Melhor Morrer por Ela

Mesmo sangrando feito um porco degolado, o sujeito demonstrava alguma força de espírito, e insistia em permanecer com o olhar fixo no meu rosto. Eu continuava socando o miserável. Não tinha o menor respeito por quem abusava de crianças, e fazia questão de deixar isso bem claro, fosse aos olhos da justiça, fosse de modo mais privado. Tanto fazia se era um filho-da-mãe de quase dois metros como aquele. Tanto fazia se era no saguão da delegacia ou num fétido beco como aquele. Peguei o cara de surpresa, quando ele saía pelos fundos do restaurante chinês da rua Tavernier, no Nível R. Acertei a nuca do imbecil com uma das latas de lixo que esvaziara para melhor manuseá-la. O cara tombou feito um daqueles personagens de desenho animado. De cara no chão. Um belo estouro. Nem parecia o mesmo valentão que freqüentava o Bar Borghese e contava, já embriagado, as vantagens de seus “feitos” a quem quisesse escutar. Um valentão vencido por uma lata de lixo. Definitivamente, não tinha lógica alguma mandá-lo para uma cadeia. Foi quando ele abriu a boca e despejou, além de baba ensangüentada, suas últimas palavras:
“Ei, cara, por que tá fazendo isso? Não me conhece, não?”
“Dolores manda lembranças...”, respondi.
Me livrei da lata de lixo e saquei a Webley. Mais um tiro entre tantos outros barulhos na noite do Nível R. O resto era com os novatos da delegacia.
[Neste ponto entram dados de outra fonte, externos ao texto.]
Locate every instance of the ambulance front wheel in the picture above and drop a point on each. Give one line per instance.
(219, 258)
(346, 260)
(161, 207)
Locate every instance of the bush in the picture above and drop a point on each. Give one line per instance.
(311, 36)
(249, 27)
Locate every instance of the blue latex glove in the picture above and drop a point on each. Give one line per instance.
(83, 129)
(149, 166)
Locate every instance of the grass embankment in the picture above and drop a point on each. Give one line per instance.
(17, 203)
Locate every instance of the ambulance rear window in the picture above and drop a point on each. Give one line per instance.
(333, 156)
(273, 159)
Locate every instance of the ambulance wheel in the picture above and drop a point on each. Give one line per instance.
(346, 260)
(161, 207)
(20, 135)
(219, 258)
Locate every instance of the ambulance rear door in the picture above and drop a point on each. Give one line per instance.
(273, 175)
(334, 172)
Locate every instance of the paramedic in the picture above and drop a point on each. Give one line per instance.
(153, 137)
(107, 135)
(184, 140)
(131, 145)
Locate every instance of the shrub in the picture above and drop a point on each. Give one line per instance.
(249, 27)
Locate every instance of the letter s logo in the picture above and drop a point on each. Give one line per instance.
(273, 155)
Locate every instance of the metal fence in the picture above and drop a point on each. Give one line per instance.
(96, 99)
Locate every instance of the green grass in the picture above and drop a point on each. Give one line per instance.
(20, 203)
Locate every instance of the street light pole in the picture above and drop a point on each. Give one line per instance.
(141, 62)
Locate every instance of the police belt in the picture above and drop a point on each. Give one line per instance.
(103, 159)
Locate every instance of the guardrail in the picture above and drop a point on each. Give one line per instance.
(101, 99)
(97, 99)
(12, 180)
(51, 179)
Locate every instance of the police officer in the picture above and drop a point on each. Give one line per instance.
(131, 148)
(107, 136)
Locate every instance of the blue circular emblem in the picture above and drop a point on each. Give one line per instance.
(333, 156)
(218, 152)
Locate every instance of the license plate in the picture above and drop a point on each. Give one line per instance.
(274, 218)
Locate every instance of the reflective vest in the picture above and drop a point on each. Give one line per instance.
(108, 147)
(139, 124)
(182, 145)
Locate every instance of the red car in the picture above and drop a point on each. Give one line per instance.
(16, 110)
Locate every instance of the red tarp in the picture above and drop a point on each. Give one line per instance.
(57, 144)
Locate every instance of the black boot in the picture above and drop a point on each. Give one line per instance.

sábado, 31 de janeiro de 2009

Tímida Versão de um Esgoto a Céu Aberto

O sujeito fora cravado de azeitonas 9mm sem dó. Entre as boates Kuniling e Blue Haddock. Manfred Losson era seu nome. Um calhorda contrabandista de heroína. Briga de gangue asiática, como sempre. Eu não dava a mínima. Apenas acendia meus Tiparillos e perambulava pela cena do crime, até achar algo que valesse dar uma olhada. Mas aquilo era uma quebra-cabeça dos diabos. Um mato sem cachorro. Fiz os questionários de praxe, enchi os sacos dos mesmos policiais novatos, sempre cuspindo fumaça nos seus olhos para ver se conseguia alguma reação mais visceral. Nada. Parecia um caso perdido, o tipo de coisa que antecede uma recusa de pagamento. E sem pagamento, adeus comida mais decente. Adeus Tiparillos diários. Adeus mulheres de finais-de-semana. Foi então que percebi que até os mortos podiam acabar com o teu dia. Malditos sejam!